Am 31. August 2018 machen die beiden zusammen in Spanien Urlaub und Răzvan hat eine Überraschung vorbereitet. Er lädt Bianca zum Parasailing ein. Mit einem Fallschirm wollen die beiden sich von einem Boot durch die Luft ziehen lassen. Dort oben in der Luft will Răzvan Bianca fragen, ob sie ihn heiraten will. Erst im letzten Moment entscheidet er sich dagegen, aus Angst, der Ring könnte ins Wasser fallen. Den Antrag macht er dann auf dem Boot – und Bianca damit sehr glücklich.

Schon kurze Zeit später beginnt das Paar, die Hochzeit zu planen. Sie finden eine perfekte Location, die meist lange im voraus ausgebucht ist. Bianca und Răzvan reservieren einen Termin für den 16. Mai 2020. Als das Corona-Virus Anfang diesen Jahres beginnt, immer mehr Menschen auf der Welt zu infizieren, steht längst das Programm. Die Trauung soll ein Priester aus Biancas Heimatort vornehmen, den sie von Kindheit an kennt. Die Zeremonie soll aber nicht in der Kirche stattfinden, sondern draußen im Garten. Danach dann die Party, 300 Gäste sind eingeladen. Bianca und Răzvan haben verschiedene Gerichte probiert und das Menü festgelegt. Der Fotograf ist bestellt und jemand, der filmt. Eine Band und ein Saxofonist sind gebucht.

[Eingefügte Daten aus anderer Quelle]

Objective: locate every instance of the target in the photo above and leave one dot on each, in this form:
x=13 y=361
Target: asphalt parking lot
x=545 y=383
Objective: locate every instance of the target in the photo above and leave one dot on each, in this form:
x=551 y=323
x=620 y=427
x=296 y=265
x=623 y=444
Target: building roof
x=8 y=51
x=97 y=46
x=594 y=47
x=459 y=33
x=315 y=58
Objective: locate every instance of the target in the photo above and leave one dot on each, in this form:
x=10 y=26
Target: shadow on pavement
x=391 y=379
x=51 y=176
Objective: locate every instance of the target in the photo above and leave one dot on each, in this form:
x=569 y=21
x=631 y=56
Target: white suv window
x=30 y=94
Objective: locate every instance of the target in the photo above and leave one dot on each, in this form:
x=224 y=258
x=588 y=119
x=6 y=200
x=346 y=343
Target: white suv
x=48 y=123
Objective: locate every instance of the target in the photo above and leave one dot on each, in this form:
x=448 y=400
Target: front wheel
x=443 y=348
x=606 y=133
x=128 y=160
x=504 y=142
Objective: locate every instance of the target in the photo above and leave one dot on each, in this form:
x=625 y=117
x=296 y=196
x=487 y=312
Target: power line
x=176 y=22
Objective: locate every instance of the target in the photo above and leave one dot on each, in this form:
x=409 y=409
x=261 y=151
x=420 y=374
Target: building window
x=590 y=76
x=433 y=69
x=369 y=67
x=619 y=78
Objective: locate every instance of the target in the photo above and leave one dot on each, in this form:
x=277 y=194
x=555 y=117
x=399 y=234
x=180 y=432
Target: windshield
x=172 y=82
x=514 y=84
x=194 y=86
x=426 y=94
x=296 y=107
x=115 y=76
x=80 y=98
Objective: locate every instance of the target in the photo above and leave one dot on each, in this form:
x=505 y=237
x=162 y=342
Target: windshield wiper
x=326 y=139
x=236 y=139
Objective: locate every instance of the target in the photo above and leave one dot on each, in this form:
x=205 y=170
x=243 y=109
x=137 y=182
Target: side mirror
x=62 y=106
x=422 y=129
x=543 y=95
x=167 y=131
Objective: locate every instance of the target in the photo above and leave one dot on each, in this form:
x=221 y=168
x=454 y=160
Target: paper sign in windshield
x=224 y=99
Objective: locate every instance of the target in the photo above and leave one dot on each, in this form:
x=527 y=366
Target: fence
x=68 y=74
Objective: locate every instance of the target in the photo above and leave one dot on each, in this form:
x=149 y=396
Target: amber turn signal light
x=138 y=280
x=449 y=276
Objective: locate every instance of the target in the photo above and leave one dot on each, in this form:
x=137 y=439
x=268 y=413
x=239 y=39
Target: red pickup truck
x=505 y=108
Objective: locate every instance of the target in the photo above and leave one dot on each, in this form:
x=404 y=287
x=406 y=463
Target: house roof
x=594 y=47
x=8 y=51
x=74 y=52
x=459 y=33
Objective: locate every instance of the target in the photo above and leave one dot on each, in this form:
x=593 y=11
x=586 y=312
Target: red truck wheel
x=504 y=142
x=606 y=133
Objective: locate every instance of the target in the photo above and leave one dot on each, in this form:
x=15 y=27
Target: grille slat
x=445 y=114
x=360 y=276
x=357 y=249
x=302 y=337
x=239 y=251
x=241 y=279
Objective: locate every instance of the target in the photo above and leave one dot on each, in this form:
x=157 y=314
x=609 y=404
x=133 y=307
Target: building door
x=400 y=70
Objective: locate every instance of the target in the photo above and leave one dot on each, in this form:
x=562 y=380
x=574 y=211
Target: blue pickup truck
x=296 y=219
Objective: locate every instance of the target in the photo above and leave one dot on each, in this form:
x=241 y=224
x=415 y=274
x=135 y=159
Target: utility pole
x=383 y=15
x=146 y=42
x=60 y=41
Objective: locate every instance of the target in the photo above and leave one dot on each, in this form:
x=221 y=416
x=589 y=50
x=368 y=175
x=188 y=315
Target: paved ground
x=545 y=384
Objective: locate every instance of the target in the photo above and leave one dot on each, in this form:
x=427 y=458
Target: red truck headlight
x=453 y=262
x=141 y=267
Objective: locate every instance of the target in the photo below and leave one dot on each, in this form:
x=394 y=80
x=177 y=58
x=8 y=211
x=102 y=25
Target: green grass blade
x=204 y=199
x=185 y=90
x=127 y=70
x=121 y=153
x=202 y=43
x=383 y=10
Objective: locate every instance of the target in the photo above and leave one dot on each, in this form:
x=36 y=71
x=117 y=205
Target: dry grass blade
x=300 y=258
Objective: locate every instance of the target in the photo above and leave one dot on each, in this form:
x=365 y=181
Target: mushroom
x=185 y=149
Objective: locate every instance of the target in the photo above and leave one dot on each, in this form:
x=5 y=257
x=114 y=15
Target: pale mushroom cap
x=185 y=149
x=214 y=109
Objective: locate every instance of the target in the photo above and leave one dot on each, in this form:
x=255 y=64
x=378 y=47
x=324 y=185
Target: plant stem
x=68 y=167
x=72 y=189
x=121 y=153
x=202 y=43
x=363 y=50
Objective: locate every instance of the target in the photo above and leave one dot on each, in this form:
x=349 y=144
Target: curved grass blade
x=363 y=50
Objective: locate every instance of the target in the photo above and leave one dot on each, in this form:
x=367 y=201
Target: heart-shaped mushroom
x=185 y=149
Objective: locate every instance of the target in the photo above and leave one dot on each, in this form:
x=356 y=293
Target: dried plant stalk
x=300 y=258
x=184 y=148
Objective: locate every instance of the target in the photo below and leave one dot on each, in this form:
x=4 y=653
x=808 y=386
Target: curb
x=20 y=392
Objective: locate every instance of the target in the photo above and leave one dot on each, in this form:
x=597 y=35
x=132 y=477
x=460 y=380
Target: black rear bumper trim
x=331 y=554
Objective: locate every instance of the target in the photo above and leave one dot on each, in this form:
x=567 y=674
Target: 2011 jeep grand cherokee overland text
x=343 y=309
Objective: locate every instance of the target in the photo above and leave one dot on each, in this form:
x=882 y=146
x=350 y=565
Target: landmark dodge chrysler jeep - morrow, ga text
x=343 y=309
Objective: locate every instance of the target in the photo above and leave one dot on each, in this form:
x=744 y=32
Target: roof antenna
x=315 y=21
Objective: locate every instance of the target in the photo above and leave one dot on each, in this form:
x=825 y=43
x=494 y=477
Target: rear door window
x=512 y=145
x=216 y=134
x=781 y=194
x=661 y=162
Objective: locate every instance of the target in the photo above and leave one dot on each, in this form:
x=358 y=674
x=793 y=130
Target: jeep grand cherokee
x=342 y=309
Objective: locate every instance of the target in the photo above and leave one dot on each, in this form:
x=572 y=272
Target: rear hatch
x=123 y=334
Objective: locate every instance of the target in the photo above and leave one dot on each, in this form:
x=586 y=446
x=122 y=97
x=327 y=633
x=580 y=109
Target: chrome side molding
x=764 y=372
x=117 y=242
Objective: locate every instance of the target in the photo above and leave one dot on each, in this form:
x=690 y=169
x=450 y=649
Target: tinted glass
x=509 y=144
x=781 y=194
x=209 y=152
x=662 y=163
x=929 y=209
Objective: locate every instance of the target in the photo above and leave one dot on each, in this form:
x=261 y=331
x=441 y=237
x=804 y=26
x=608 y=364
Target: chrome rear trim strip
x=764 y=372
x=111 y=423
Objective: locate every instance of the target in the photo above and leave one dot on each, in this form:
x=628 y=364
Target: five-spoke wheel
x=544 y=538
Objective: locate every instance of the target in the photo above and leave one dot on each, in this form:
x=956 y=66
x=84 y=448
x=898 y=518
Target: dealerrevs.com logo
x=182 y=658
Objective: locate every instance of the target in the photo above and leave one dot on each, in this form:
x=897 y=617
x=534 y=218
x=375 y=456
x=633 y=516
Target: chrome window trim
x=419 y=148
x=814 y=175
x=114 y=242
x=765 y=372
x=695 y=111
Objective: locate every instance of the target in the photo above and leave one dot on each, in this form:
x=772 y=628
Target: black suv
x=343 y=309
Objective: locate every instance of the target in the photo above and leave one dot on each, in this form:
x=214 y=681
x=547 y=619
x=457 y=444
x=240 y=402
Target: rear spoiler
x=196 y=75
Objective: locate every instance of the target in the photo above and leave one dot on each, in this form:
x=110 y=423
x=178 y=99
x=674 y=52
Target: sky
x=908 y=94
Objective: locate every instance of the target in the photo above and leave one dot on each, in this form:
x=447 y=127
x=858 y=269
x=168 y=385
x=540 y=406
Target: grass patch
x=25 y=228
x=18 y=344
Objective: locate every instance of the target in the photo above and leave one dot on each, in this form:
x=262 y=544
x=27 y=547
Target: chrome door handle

Als Bianca im März nach Bukarest fährt, um ihr Brautkleid zu kaufen, macht sie sich das erste Mal Sorgen. Man sieht jetzt Leute mit Mundschutz – wird die Hochzeit stattfinden können? Mutter und Schwester versuchen, sie zu beruhigen: Es werde schon alles gut gehen. Bianca kauft ein Brautkleid mit feiner Spitze und kunstvoll bestickt, die Handarbeit eines Pariser Modelabels. Dann kommen in Rumänien die ersten Versammlungsverbote. Bianca und Răzvan rufen in dem Lokal an, in dem sie feiern wollen. Man könne noch abwarten, sagen sie dort. Schließlich treten die Ausgangssperren in Kraft, auch der Termin beim Standesamt wird annulliert. Bianca und Răzvan bleibt nichts anderes übrig, als ihre Hochzeitsfeier abzusagen. Sie bekommen einen neuen Termin am gleichen Ort angeboten: Genau ein Jahr später soll es nun sein. So können sich Freunde und Familie wenigstens das Datum gut merken, sagt Bianca. Und sie sagt, sie sei zunächst unendlich traurig gewesen. Dann macht sie Scherze: Bis zum nächsten Jahr darf ich nicht dick werden, damit ich noch ins Hochzeitskleid passe. Tatsächlich schiebt sie nun auch ihre Babypläne ein weiteres Jahr lang auf. Mit der Hochzeit beim Standesamt wollen sie und Răzvan aber nicht bis zum nächsten Jahr warten. Sobald es wieder möglich ist, wollen sie sich ganz offiziell das Ja-Wort geben. Es gehe ihnen aber gar nicht darum, ein Papier in der Hand zu halten, sagt Bianca. Es sei ihnen ganz einfach nur wichtig für ihre Liebe.